Paap Muirne C S, Kroeze Karel A, Terwee Caroline B, van der Palen Job, Veldkamp Bernard P
Department of Special Needs, Education, and Youth Care, Faculty of Behavioural and Social Sciences, University of Groningen, Grote Rozenstraat 38, 9712 TJ, Groningen, The Netherlands.
Centre for Educational Measurement at the University of Oslo (CEMO), Faculty of Educational Sciences, University of Oslo, Oslo, Norway.
Qual Life Res. 2017 Nov;26(11):2909-2918. doi: 10.1007/s11136-017-1624-3. Epub 2017 Jun 23.

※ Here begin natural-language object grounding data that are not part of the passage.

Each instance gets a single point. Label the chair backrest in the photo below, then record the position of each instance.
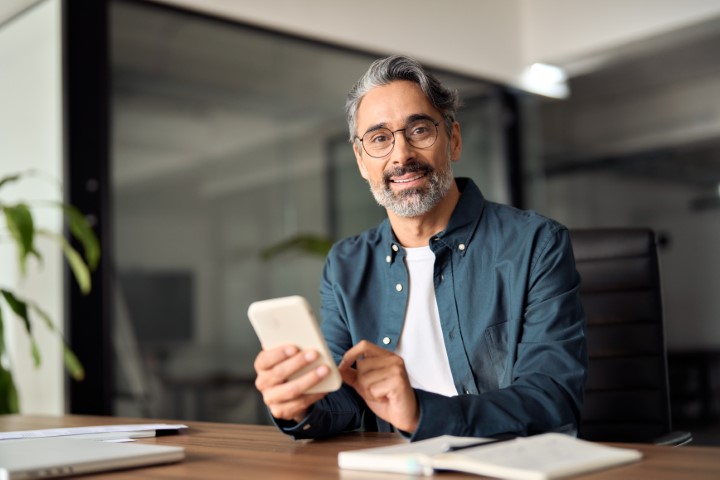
(626, 393)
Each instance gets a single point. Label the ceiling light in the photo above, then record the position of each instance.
(544, 79)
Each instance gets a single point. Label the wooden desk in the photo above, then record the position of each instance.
(228, 451)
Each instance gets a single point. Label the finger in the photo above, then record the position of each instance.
(266, 359)
(280, 372)
(362, 349)
(368, 364)
(292, 389)
(296, 409)
(394, 373)
(349, 376)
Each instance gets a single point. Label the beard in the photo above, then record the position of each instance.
(413, 202)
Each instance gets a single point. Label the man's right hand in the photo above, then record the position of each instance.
(286, 399)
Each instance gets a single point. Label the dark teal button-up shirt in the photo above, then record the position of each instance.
(508, 295)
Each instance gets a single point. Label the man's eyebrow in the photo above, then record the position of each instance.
(410, 119)
(377, 126)
(419, 116)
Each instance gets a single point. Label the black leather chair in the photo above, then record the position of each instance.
(626, 393)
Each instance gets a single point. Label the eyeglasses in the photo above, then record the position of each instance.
(420, 133)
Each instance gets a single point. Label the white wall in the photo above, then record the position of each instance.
(563, 30)
(31, 138)
(493, 39)
(475, 37)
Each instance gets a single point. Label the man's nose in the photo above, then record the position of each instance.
(403, 150)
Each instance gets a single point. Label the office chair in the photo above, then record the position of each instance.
(627, 392)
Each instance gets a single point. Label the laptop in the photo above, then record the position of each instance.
(64, 456)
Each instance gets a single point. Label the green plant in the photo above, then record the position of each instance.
(22, 232)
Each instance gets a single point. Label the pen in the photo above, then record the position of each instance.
(453, 448)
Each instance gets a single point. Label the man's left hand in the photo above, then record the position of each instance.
(380, 378)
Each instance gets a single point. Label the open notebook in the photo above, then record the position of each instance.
(64, 456)
(541, 457)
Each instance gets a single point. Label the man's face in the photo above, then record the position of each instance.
(408, 181)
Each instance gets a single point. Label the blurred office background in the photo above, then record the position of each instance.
(200, 134)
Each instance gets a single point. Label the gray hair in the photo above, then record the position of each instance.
(387, 70)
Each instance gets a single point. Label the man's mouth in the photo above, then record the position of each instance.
(408, 178)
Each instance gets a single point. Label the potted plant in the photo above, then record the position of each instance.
(22, 231)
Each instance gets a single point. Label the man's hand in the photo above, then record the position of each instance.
(286, 399)
(381, 380)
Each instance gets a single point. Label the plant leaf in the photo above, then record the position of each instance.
(81, 229)
(22, 229)
(2, 336)
(307, 243)
(20, 308)
(9, 401)
(77, 265)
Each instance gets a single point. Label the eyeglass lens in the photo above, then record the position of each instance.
(420, 134)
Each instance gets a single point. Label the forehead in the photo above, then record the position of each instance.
(391, 105)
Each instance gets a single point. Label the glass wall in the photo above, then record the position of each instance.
(227, 142)
(638, 144)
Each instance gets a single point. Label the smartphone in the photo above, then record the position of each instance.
(290, 321)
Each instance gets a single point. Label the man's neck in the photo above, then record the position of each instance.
(416, 231)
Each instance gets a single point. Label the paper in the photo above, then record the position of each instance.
(540, 457)
(100, 432)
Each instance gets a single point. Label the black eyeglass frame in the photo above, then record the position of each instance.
(407, 139)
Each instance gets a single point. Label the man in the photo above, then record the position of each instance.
(455, 315)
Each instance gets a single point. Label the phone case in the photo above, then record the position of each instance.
(289, 320)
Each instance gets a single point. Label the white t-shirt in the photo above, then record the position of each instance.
(421, 342)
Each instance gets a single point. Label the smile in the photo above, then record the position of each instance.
(408, 180)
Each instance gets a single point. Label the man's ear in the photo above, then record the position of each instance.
(455, 143)
(357, 150)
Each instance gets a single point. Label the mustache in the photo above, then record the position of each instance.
(413, 167)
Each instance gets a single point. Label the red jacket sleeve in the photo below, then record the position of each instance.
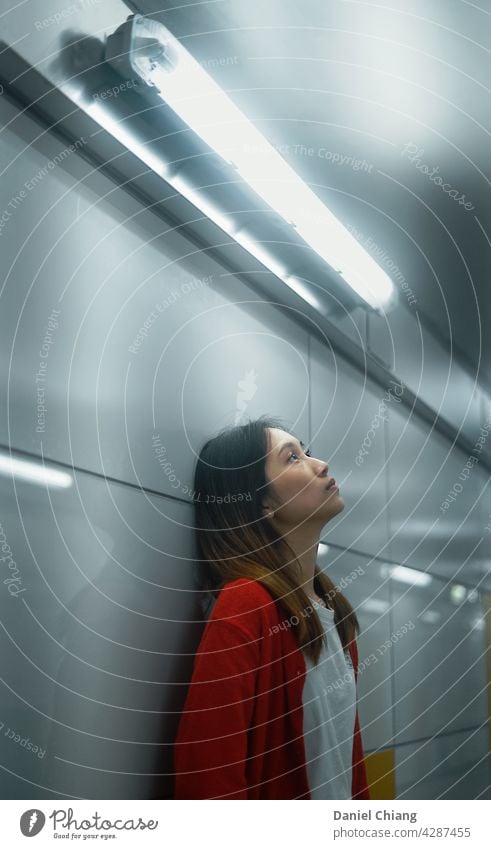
(210, 750)
(359, 784)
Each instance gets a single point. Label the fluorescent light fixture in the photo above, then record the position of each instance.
(34, 472)
(144, 48)
(125, 136)
(457, 593)
(408, 576)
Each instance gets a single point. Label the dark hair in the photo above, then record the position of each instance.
(235, 540)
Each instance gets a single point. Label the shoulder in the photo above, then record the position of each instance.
(244, 602)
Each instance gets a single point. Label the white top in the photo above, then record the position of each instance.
(329, 708)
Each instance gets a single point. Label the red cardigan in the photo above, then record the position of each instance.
(241, 732)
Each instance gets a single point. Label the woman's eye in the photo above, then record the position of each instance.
(294, 454)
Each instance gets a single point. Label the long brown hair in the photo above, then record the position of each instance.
(235, 540)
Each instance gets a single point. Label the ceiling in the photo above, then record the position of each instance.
(398, 93)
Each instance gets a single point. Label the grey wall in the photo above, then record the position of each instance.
(98, 649)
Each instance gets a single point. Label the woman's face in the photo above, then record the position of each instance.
(299, 483)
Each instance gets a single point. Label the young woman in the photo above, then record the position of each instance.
(271, 710)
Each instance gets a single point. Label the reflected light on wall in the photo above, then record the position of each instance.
(407, 576)
(32, 472)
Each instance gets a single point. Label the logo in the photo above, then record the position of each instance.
(32, 822)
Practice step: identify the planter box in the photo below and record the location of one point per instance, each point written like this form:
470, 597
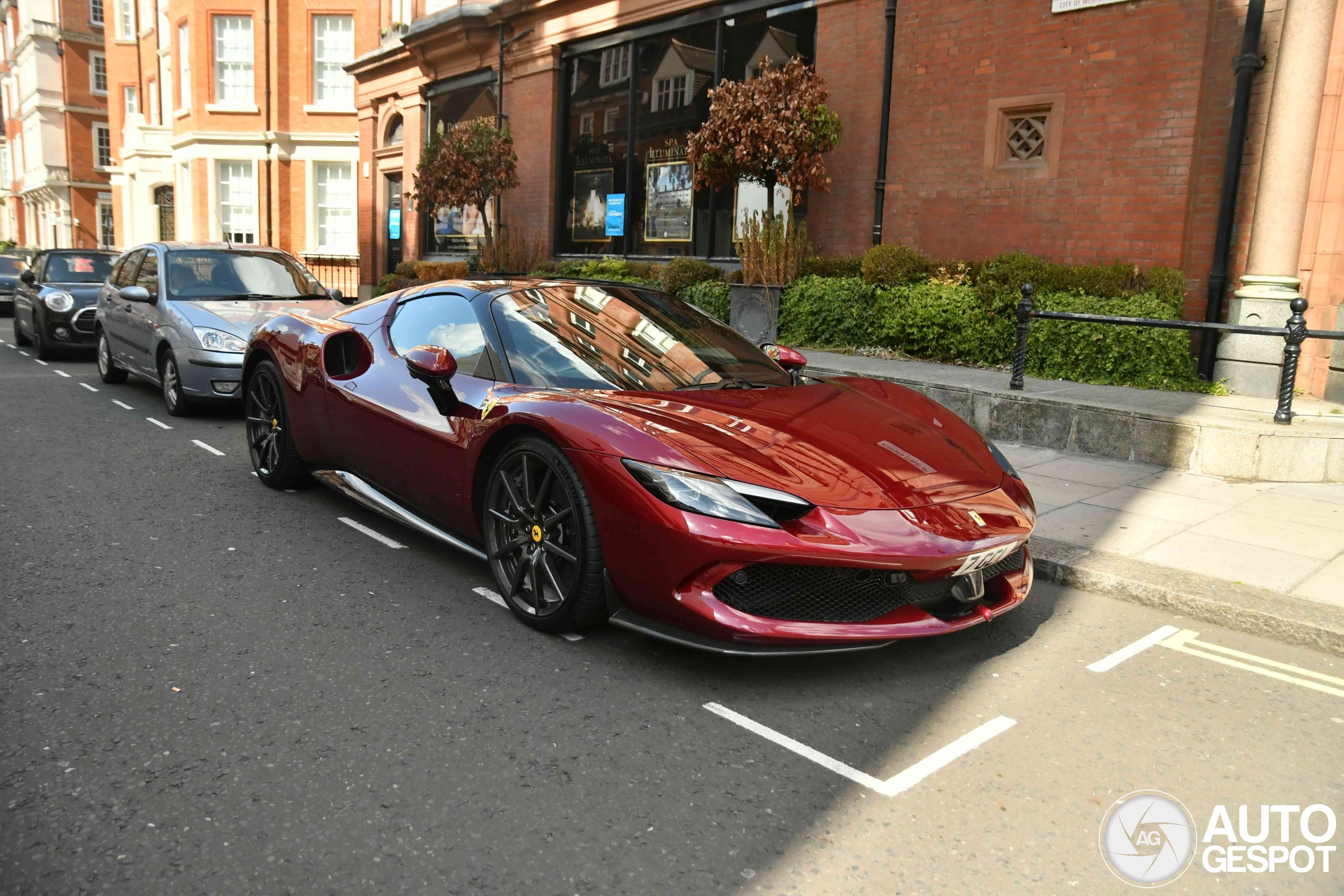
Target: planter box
754, 312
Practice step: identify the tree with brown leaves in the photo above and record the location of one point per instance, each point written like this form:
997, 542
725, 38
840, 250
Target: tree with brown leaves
467, 166
771, 129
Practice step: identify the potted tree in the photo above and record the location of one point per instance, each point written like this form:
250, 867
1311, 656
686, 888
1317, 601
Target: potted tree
469, 164
772, 129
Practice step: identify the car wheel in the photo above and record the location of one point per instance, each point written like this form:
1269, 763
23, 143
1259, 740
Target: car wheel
39, 340
19, 339
108, 370
269, 441
170, 379
542, 539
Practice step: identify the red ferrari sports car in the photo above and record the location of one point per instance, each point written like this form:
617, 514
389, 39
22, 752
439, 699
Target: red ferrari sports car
617, 455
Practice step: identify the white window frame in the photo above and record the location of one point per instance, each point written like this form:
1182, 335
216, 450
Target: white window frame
616, 65
105, 129
237, 179
335, 213
334, 49
234, 83
94, 58
185, 66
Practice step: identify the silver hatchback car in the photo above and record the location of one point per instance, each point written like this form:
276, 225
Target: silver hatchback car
181, 315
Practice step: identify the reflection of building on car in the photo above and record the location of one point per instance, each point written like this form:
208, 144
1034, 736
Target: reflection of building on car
613, 453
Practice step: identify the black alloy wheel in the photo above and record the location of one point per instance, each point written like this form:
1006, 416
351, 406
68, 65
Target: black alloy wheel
108, 370
269, 442
542, 541
170, 378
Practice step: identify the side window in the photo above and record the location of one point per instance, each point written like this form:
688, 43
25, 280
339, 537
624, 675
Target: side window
128, 269
148, 276
447, 321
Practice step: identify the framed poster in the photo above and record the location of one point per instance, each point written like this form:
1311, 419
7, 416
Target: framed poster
588, 213
667, 203
750, 199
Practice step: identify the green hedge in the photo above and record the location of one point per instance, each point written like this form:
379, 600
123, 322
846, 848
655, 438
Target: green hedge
952, 323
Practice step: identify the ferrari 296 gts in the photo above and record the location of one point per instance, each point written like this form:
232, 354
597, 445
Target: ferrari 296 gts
615, 453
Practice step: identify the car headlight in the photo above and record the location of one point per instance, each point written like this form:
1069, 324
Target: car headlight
58, 300
1003, 461
214, 340
713, 496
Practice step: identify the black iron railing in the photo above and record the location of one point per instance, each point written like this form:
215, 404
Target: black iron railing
1294, 333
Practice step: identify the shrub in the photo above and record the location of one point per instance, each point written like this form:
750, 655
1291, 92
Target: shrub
894, 265
680, 273
710, 296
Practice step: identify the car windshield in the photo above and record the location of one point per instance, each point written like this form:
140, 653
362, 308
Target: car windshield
606, 338
207, 273
77, 268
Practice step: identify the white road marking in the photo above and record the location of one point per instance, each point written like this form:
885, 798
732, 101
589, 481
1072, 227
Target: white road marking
377, 536
1139, 647
491, 596
897, 784
1184, 642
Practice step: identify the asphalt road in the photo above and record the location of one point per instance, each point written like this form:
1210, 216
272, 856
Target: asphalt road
215, 688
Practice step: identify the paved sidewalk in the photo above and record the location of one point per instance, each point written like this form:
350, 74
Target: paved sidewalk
1287, 537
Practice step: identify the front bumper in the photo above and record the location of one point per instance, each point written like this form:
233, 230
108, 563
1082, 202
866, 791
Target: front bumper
664, 565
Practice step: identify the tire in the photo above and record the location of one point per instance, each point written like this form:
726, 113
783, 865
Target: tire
41, 345
170, 381
19, 339
548, 561
108, 370
267, 421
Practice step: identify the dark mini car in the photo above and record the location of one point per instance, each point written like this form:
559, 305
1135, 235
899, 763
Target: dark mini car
56, 300
615, 453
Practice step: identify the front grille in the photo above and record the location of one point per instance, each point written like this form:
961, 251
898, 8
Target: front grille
84, 320
834, 594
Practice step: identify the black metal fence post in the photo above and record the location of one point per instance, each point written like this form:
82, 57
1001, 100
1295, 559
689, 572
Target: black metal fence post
1292, 352
1019, 361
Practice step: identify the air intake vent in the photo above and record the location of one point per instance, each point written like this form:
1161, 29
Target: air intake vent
343, 354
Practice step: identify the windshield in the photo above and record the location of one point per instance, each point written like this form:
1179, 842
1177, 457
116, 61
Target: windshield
77, 268
205, 273
603, 338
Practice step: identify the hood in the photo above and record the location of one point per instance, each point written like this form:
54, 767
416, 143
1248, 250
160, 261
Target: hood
865, 445
241, 316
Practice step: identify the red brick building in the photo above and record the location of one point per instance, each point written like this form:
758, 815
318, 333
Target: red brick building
1084, 135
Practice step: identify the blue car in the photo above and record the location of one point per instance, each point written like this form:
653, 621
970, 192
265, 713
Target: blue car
181, 315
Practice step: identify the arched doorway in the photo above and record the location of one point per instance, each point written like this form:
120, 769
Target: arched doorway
167, 213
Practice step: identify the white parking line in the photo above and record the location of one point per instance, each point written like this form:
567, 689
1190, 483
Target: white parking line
377, 536
897, 784
1184, 642
1139, 647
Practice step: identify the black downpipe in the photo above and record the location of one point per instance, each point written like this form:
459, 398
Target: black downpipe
881, 183
1246, 65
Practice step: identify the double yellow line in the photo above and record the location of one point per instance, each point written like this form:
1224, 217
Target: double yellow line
1184, 641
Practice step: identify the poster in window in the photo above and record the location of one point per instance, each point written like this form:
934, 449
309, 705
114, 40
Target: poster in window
667, 205
588, 224
750, 201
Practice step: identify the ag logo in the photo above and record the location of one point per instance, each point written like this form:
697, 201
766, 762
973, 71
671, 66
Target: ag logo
1148, 839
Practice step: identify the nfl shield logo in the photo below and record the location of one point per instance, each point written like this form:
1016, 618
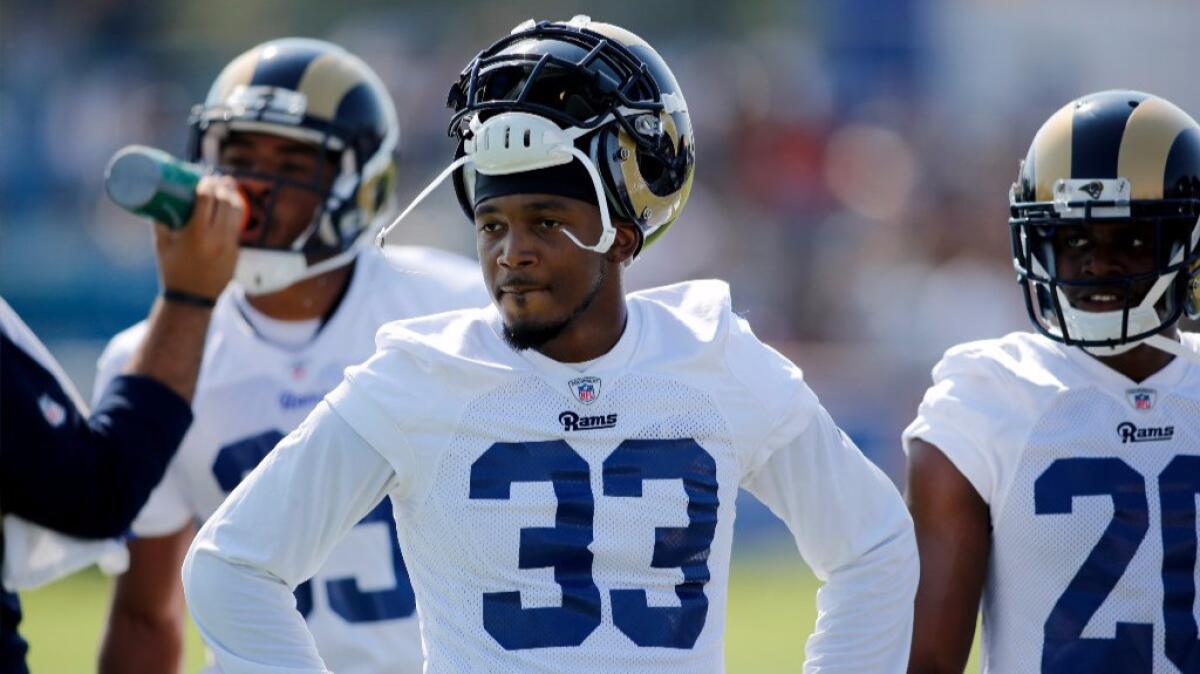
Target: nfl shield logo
586, 389
1140, 398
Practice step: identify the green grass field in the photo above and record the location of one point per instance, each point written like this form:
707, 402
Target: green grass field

Examining item usage is an important step in evaluating the performance of a computerized adaptive test (CAT). We study item usage for a newly developed multidimensional CAT which draws items from three PROMIS domains, as well as a disease-specific one.
The multidimensional item bank used in the current study contained 194 items from four domains: the PROMIS domains fatigue, physical function, and ability to participate in social roles and activities, and a disease-specific domain (the COPD-SIB). The item bank was calibrated using the multidimensional graded response model and data of 795 patients with chronic obstructive pulmonary disease. To evaluate the item usage rates of all individual items in our item bank, CAT simulations were performed on responses generated based on a multivariate uniform distribution. The outcome variables included active bank size and item overuse (usage rate larger than the expected item usage rate).
For average θ-values, the overall active bank size was 9-10%; this number quickly increased as θ-values became more extreme. For values of -2 and +2, the overall active bank size equaled 39-40%. There was 78% overlap between overused items and active bank size for average θ-values. For more extreme θ-values, the overused items made up a much smaller part of the active bank size: here the overlap was only 35%.
Our results strengthen the claim that relatively short item banks may suffice when using polytomous items (and no content constraints/exposure control mechanisms), especially when using MCAT.
检查试题使用情况是评估计算机自适应测试(CAT)性能的重要一步。我们研究了一种新开发的多维CAT的试题使用情况,该测试从三个PROMIS领域以及一个疾病特定领域选取试题。
本研究中使用的多维试题库包含来自四个领域的194道试题:PROMIS领域中的疲劳、身体功能、参与社会角色和活动的能力,以及一个疾病特定领域(慢性阻塞性肺疾病自我效能量表,COPD-SIB)。使用多维分级反应模型和795例慢性阻塞性肺疾病患者的数据对试题库进行校准。为了评估我们试题库中所有单个试题的使用率,对基于多元均匀分布生成的回答进行了CAT模拟。结果变量包括有效题库规模和试题过度使用情况(使用率大于预期试题使用率)。
对于平均θ值,总体有效题库规模为9%-10%;随着θ值变得更加极端,这个数字迅速增加。对于-2和+2的值,总体有效题库规模等于39%-40%。对于平均θ值,过度使用的试题与有效题库规模之间的重叠率为78%。对于更极端的θ值,过度使用的试题在有效题库规模中所占比例要小得多:这里的重叠率仅为35%。
我们的结果进一步证明,在使用多分类试题(且没有内容限制/曝光控制机制)时,尤其是使用MCAT时,相对较短的试题库可能就足够了。